While it is true that there are some antioxidants that can hinder chemotherapy’s effects, recent research suggests that there are some antioxidants that, when combined with chemotherapy, can increase the effectiveness of treatment by upwards of 30%. In this article, we seek to provide some clarity on this topic by providing useful guidelines that patients and health care providers can use to make better, more informed treatment decisions. Although this article specifically focuses on advanced metastatic prostate cancer, future articles will focus on the use of antioxidants and chemotherapy in the treatment of other cancers.

It has been commonly assumed that all chemotherapy drugs are incompatible with all antioxidants, but there is a growing body of evidence that suggests this might not always be the case (Lamson and Brignall 1999).

While some antioxidants are clearly not beneficial and can even decrease effectiveness of some chemotherapeutic treatments for certain cancers, there are many other antioxidants that do not interfere and may even enhance specific chemotherapy drugs, while also decreasing their side effects.

For this article, we investigated treatments for advanced metastatic prostate cancer, for which there are a limited number of chemotherapy treatments available.
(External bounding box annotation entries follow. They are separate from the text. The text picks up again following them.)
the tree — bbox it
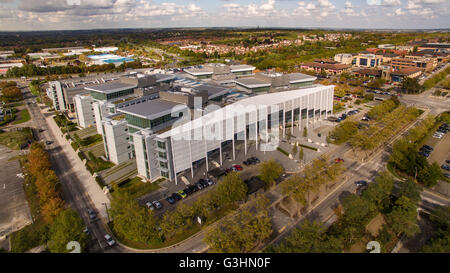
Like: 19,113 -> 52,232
41,196 -> 64,223
48,209 -> 87,253
298,147 -> 304,160
400,77 -> 424,94
259,158 -> 284,188
387,196 -> 420,237
342,194 -> 375,225
214,172 -> 247,205
362,171 -> 394,210
397,179 -> 422,204
110,191 -> 161,244
292,144 -> 298,157
205,197 -> 273,253
265,220 -> 343,253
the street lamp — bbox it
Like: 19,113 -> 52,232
102,203 -> 109,224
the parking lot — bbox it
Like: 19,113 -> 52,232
139,117 -> 342,215
0,145 -> 31,235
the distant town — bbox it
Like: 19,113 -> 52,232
0,28 -> 450,255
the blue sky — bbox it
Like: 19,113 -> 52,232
0,0 -> 450,30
Although we focus on metastatic disease, some of the antioxidants discussed in this article are relevant for men with localized prostate cancer as well as for those who are at high risk for developing prostate cancer.

Prostate cancer is the second most common cancer in men after skin cancer. The most common form of prostate cancer occurs in men age 65 or older, and is often a slow growing, localized disease limited to the prostate gland. For this type of prostate cancer, there are a variety of treatments, including “watchful waiting,” radiation (including seeds), cryotherapy, surgery, High Intensity Focused Ultrasound (HIFU), hormone suppressing drugs (Androgen Deprivation Therapy), as well as other novel treatments. (See Glossary at the end of this article for brief descriptions of these terms.)
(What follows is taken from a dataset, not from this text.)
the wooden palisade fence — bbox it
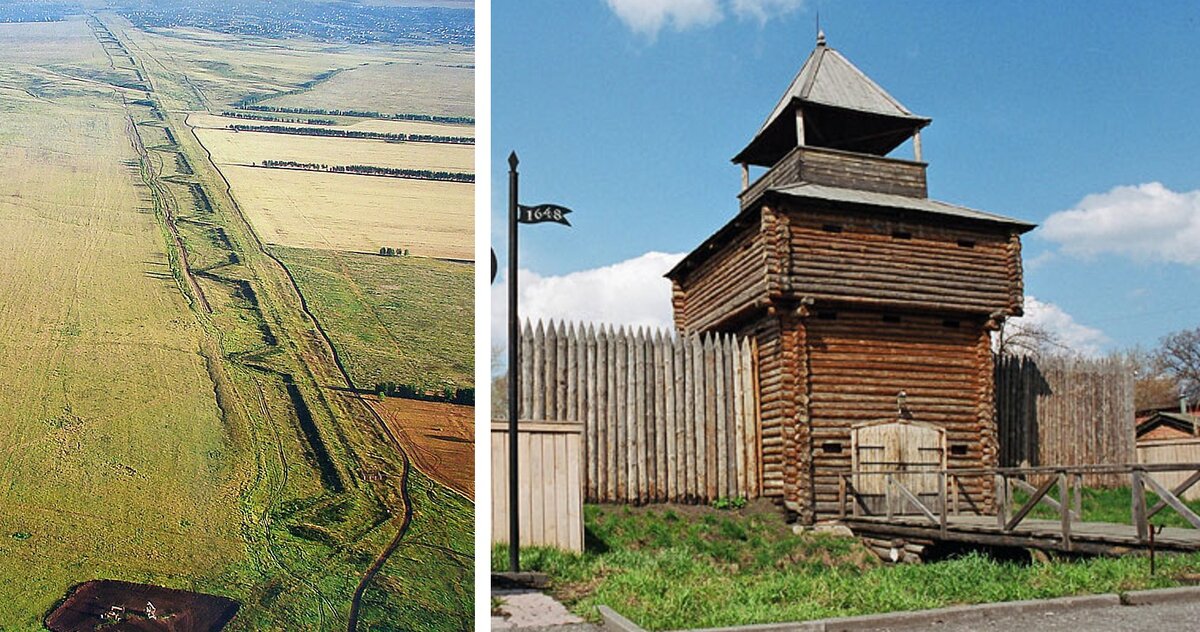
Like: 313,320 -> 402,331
996,356 -> 1138,487
518,323 -> 762,502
If cancer of the prostate gland goes untreated or undiagnosed, it can begin to metastasize, either slowly over many years or, in some cases, very rapidly. When prostate cancer metastasizes, it can spread locally to the pelvic bones, bladder, and other nearby organs. Advanced metastatic prostate cancer commonly progresses to distant sites in the bones but can also spread to other organs.
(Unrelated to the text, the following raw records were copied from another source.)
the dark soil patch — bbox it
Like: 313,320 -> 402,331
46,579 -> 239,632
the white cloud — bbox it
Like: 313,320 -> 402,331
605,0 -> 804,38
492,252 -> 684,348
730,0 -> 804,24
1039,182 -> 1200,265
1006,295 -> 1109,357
The first line of treatment for metastatic prostate cancer is usually hormone suppression therapy. This is called Androgen Deprivation Therapy (ADT) and includes drugs such as leuprolide (Lupron), goserelin (Zoladex), flutamide (Eulexin), bicalutamide (Casodex), nilutamide (Nilandron), or cyproterone (Androcur, Cyprostat). Secondary hormone therapy may be used if and when the first treatment does not work. This would include a combination of the same drugs listed above and may include others as well.

When Androgen Deprivation Therapy stops working, patients move on to chemotherapy, starting with drugs such as paclitaxel (Taxol), docetaxel (Taxotere), or mitoxantrone (Novantrone). Off-label or clinical trial chemotherapy drugs are sometimes added, such as carboplatin (Paraplatin), cisplatin (Platinol), satraplatin, epothilone, or doxorubicin (Adriamycin). Research has shown that chemotherapy has limited potential for controlling progression of metastatic prostate cancer, leading to the addition of newer therapies (in combination with chemotherapy or not) and clinical trials.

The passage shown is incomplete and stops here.